The ICAO, a United Nations body responsible for overseeing aviation safety, places more emphasis on regularly scheduled jets than smaller flights, said Nancy Graham, a senior official of the International Civil Aviation Organization.
“Perhaps we need to adjust our focus,” she said.
Apart from the sheer number of accidents, safety experts increasingly say turboprops, which carry fewer passengers and weigh a fraction of Airbus or Boeing BA -0.15%jets, support the vast majority of business activity in parts of the developing world, raising the probability an accident will involve a smaller plane.
Propeller-powered planes often transport employees and material for mining firms, oil drilling operations and other natural-resource companies to remote regions. Traditionally, such flights have been conducted under less local and international scrutiny that those of bigger passenger jets.

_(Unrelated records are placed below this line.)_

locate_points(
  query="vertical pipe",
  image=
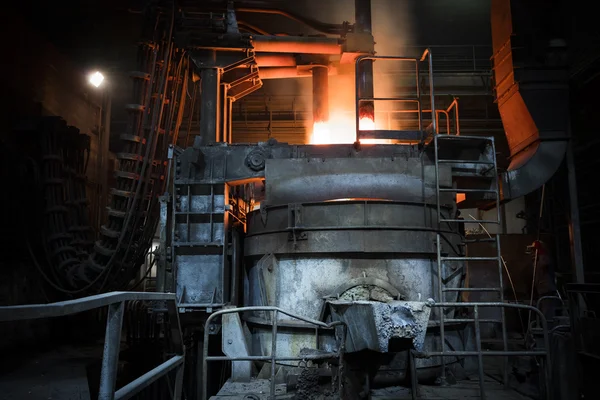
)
(441, 296)
(104, 149)
(320, 93)
(362, 14)
(229, 120)
(574, 230)
(414, 383)
(224, 114)
(110, 356)
(210, 105)
(432, 91)
(479, 353)
(273, 353)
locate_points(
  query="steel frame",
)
(115, 301)
(480, 353)
(417, 99)
(273, 357)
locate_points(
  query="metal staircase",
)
(474, 173)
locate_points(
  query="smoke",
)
(392, 31)
(393, 34)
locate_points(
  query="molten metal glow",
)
(342, 129)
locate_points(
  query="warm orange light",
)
(341, 128)
(366, 124)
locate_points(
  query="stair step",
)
(472, 221)
(469, 258)
(389, 134)
(461, 137)
(471, 320)
(471, 289)
(464, 190)
(482, 240)
(477, 162)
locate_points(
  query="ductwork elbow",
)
(532, 95)
(530, 169)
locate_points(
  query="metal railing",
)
(273, 359)
(115, 301)
(417, 99)
(479, 352)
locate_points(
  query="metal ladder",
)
(492, 191)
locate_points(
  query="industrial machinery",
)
(316, 270)
(331, 270)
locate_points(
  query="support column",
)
(224, 128)
(210, 100)
(320, 93)
(574, 226)
(362, 10)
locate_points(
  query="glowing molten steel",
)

Critics say extra attention to turboprops is long overdue.
Compared with jet fleets, “those planes typically have less experienced pilots, their flight simulators are not as advanced and they don’t have the same level of automation” or onboard safety protections, according to Dai Whittingham, chief executive of the UK Flight Safety Committee, which helps airlines, pilots and government agencies share safety information.
With crash rates for passenger jets improving dramatically, “the average person automatically assumes the other parts of aviation are equally safe,” according to Kevin Hiatt, chief operating officer of the safety committee. But the rise in smaller-plane crashes “sort of crept up on us,” he said.
So now the foundation and its supporters “will look deeper into the issue to identify trends and relevant factors.”
The active fleet of business jets and turboprops together basically equals the roughly 20,000 Western-built jets currently in service worldwide, according to the foundation’s updated analysis. Between 2007 and 2011, on average there were nearly 16 passenger jet crashes annually.
With only four jet accidents through this week and slightly more than two months until the end of the year, Mr. Burin said 2012 appears headed to set a new safety standard for jetliners.